Repeat the above steps, but instead of running worker_dummy, run worker. To see the options available, run worker -h. By default, worker will use all available GPUs.

The outputs from each process should be the same.

Troubleshooting

Cannot find nvidia-ml

Currently, the CMakeLists assumes CUDA lives in either /usr/local/cuda/lib64 (the default location in Ubuntu 14.x) or /usr/lib/x86_64-linux-gnu/nvidia/current (the default location for MPI cluster machines). If you get build errors saying cannot find CUDA or cannot find nvidia-ml, then you'll need to update the include_directories and link_directories directives in the CMakeLists.txt with the CUDA location on your machine.

Undefinied reference to tvm::runtime::ManagedCuda...

Undefined reference to tvm::runtime::ManagedCuda... -- this probably means you didn't build TVM properly. Make sure you haven't modified or deleted the file build/config.cmake in the TVM repository. make clean and make TVM again.

Unable to set number of open files with ulimit

Unable to set number of open files with ulimit: default values are picked up from conf files, e.g. /etc/security/limits.conf, but they may be overwritten by files in a subdirectory, e.g. /etc/security/limits.d/mpi.conf

Make sure, upon restarting, that the correct ulimit values have been set, by running ./profile [check]

Cannot apply memory protection

If you are loading lots of models, you might see the following:

  • src/clockwork/model/so.cpp:20: Check failed: lib_handle_ != nullptr: Failed to load SO /proc/26344/fd/14656/proc/26344/fd/14656: cannot apply additional memory protection after relocation: Cannot allocate memory
  • src/clockwork/model/so.cpp:20: Check failed: lib_handle_ != nullptr: Failed to load SO /proc/12386/fd/11804/proc/12386/fd/11804: failed to map segment from shared object

Make sure your mmap limits have been correctly set as described above. You can check by running ./profile [check]

CUDA: out of memory

Upon starting a worker process, you might see:

  what():  [20:58:09] /home/jcmace/clockwork/src/clockwork/cache.cpp:237: Check failed: e == cudaSuccess || e == cudaErrorCudartUnloading: CUDA: out of memory

If this happens, make sure the weights_cache_size is set to an appropriate value in config/default.cfg. By default, these values are configured assuming a 32GB v100 GPU. If you are using a 16GB v100 GPU, you need to reduce these values. For a 16GB GPU, 10737418240L is an appropriate value for weights_cache_size.
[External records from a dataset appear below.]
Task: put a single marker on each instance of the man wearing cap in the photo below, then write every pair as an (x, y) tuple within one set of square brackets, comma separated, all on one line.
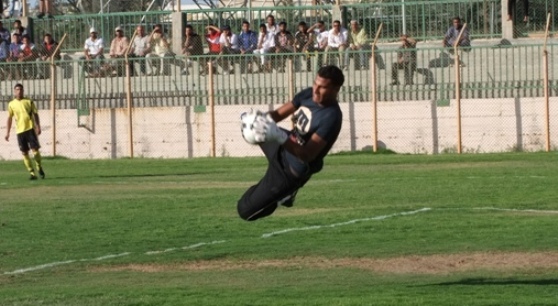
[(118, 47), (93, 50)]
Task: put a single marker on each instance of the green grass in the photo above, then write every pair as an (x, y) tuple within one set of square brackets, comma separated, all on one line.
[(88, 209)]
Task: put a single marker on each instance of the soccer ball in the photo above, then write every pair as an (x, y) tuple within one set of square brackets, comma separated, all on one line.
[(246, 127)]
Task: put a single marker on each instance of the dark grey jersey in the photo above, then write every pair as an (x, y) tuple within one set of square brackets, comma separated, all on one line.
[(311, 118)]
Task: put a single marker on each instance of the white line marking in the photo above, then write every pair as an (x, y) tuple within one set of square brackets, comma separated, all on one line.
[(307, 228)]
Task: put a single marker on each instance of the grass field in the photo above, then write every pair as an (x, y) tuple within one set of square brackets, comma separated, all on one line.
[(368, 230)]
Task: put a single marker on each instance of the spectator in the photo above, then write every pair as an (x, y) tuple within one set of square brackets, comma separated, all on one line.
[(19, 29), (28, 53), (337, 40), (320, 35), (229, 46), (118, 47), (4, 33), (511, 7), (160, 49), (140, 48), (407, 60), (358, 42), (266, 44), (192, 47), (212, 38), (270, 25), (45, 8), (4, 54), (453, 33), (248, 41), (14, 50), (284, 43), (303, 44), (46, 53), (93, 50)]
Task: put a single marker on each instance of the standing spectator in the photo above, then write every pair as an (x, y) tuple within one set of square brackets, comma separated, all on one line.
[(248, 41), (266, 44), (4, 33), (337, 40), (46, 53), (511, 8), (407, 60), (284, 43), (93, 50), (453, 33), (271, 25), (303, 44), (160, 49), (192, 47), (212, 38), (28, 54), (320, 35), (358, 42), (118, 47), (14, 50), (28, 127), (229, 46), (140, 47), (45, 8)]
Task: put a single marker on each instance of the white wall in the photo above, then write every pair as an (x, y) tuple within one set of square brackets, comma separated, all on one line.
[(406, 127)]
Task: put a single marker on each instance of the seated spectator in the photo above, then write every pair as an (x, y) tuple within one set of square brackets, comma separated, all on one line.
[(45, 8), (28, 53), (140, 48), (248, 41), (192, 47), (337, 40), (93, 50), (118, 48), (212, 37), (358, 42), (46, 53), (284, 43), (266, 45), (319, 35), (453, 33), (304, 44), (160, 52), (407, 60), (229, 46), (13, 56)]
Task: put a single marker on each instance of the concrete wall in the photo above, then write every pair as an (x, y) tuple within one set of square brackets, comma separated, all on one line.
[(405, 127)]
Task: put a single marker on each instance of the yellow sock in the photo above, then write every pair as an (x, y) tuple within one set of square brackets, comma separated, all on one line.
[(37, 156), (27, 162)]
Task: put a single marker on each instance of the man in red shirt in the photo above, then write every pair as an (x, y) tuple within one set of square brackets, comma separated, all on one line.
[(212, 38)]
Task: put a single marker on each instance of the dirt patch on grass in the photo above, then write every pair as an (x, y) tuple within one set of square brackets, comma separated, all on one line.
[(431, 264)]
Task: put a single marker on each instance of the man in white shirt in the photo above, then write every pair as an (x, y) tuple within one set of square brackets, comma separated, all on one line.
[(229, 45), (337, 40), (266, 44), (93, 50)]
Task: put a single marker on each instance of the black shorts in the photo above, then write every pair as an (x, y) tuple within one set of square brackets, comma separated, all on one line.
[(28, 139), (278, 182)]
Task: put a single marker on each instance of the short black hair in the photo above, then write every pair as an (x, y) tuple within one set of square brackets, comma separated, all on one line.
[(332, 73)]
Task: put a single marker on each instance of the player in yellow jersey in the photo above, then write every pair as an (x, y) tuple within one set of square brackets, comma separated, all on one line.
[(27, 127)]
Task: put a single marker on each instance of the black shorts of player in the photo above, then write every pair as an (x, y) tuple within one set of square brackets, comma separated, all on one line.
[(27, 140), (278, 182)]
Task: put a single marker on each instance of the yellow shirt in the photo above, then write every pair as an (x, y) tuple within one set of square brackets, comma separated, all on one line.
[(23, 111)]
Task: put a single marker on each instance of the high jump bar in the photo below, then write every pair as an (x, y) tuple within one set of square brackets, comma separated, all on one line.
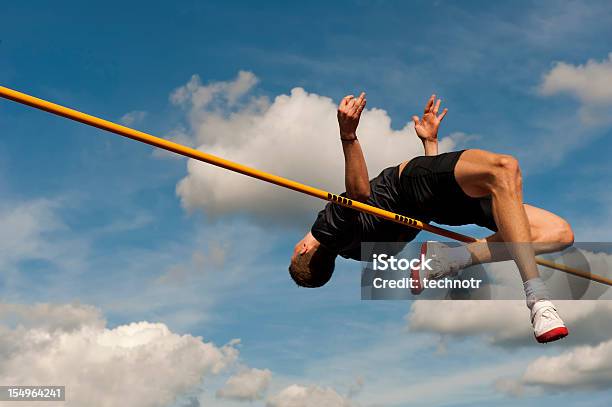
[(177, 148)]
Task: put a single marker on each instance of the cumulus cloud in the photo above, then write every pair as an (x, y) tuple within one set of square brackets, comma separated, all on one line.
[(295, 135), (582, 368), (133, 117), (140, 364), (590, 83), (311, 396), (246, 385)]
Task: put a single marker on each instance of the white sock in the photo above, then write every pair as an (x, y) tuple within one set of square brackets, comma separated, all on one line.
[(535, 290), (459, 255)]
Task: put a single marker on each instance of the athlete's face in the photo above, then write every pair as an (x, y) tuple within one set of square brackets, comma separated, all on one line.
[(307, 244)]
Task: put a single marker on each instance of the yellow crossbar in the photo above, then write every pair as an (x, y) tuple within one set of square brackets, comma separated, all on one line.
[(255, 173)]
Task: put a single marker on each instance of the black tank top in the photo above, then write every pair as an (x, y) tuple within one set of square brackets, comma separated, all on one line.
[(342, 230)]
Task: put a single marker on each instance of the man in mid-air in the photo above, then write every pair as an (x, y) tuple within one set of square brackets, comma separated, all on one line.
[(456, 188)]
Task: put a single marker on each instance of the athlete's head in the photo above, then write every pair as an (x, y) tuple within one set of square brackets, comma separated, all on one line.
[(311, 264)]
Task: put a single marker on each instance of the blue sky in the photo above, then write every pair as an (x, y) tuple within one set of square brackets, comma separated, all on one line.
[(97, 219)]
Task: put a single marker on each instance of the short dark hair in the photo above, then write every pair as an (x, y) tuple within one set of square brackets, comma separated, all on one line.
[(313, 269)]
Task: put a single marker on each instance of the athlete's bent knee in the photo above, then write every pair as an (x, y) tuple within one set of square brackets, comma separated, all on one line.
[(506, 173), (564, 234)]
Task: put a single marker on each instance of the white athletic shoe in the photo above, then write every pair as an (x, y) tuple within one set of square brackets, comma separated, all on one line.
[(442, 266), (547, 325)]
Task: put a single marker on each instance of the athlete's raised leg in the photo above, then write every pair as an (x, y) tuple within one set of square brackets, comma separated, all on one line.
[(549, 233), (481, 173)]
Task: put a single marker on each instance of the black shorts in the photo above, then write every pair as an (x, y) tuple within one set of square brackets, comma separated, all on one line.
[(428, 186)]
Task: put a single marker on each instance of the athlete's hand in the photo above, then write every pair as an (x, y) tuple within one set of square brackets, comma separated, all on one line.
[(349, 112), (427, 126)]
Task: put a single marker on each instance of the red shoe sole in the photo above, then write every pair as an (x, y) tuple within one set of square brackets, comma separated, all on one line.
[(553, 335)]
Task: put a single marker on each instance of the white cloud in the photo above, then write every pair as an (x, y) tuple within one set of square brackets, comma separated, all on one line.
[(294, 136), (246, 385), (140, 364), (133, 117), (311, 396), (582, 368), (590, 83)]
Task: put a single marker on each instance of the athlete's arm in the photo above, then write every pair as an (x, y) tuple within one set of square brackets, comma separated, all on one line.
[(427, 126), (356, 177)]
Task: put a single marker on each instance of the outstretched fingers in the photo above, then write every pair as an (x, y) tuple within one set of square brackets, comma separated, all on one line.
[(430, 103), (442, 114)]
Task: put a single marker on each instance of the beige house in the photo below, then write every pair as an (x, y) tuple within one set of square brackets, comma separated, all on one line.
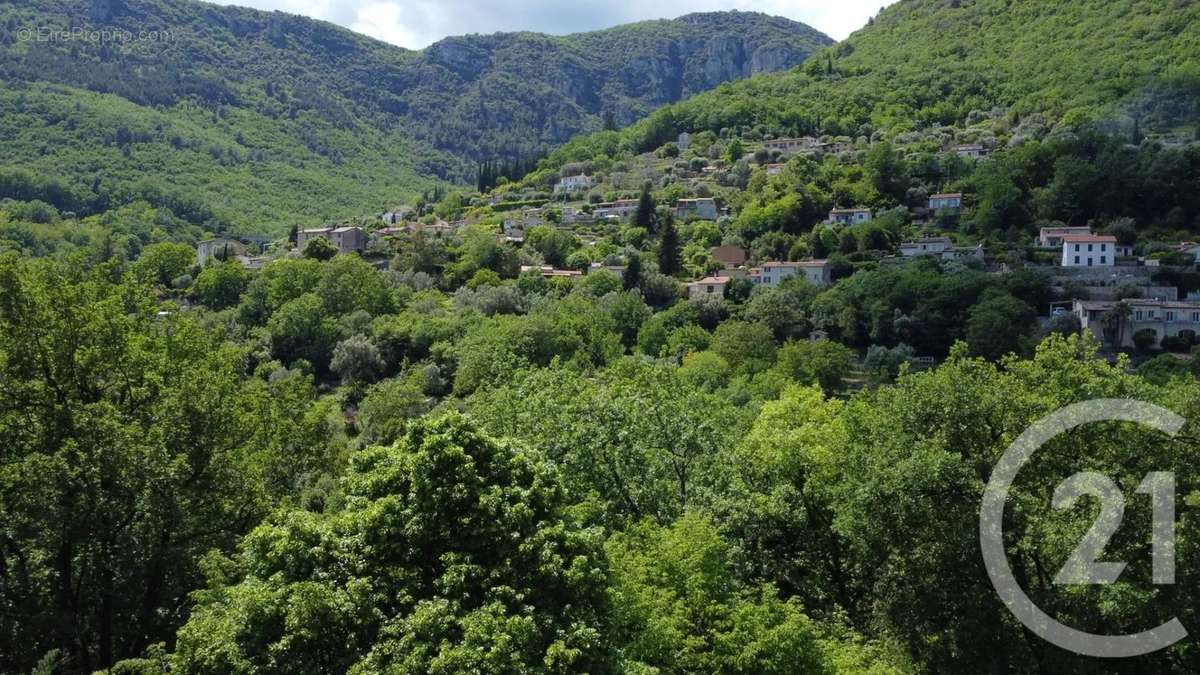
[(791, 145), (1051, 237), (729, 256), (346, 239), (850, 216), (221, 248), (574, 184), (971, 151), (708, 286), (703, 208), (946, 202), (1163, 317), (618, 209), (774, 273)]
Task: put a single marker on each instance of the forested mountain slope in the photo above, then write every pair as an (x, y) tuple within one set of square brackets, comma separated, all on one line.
[(1125, 64), (255, 120)]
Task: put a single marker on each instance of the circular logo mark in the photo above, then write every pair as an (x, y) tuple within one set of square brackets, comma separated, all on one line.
[(991, 517)]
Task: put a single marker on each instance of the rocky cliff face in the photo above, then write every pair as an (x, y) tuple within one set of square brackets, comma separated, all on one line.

cuModuleLoadData Error: CUDA_ERROR_OUT_OF_MEMORY

Clockwork cannot load infinitely many models. Each model requires up to 1MB for its kernels on the GPU. With thousands of models this can add up!

While loading models, the client may exit with:

  what():  [21:03:51] /home/jcmace/clockwork/src/clockwork/model/cuda.cpp:80: cuModuleLoadData Error: CUDA_ERROR_OUT_OF_MEMORY

If this happens, the GPU ran out of memory. To fix it, you can:

  • Use fewer models for your experiment
  • Reduce the amount of GPU memory used for weights_cache_size. You can modify this in config/default.cfg on workers. Reducing weights cache will leave more memory available for kernels.

Protobuf compiler version doesn't match library version

Installing protocol buffers is annoying. The compiler version must match the library version. Check where the protoc command leads to (which protoc). Applications like conda sometimes install their own, different version of the protocol buffers compiler. If you are on a Google Cloud VM, modify your PATH variable to remove conda.

All cores exhausted

Clockwork workers require a minimum of 12 CPU cores (3 cores + 9 cores per GPU).

Clockwork controller requires 32 cores.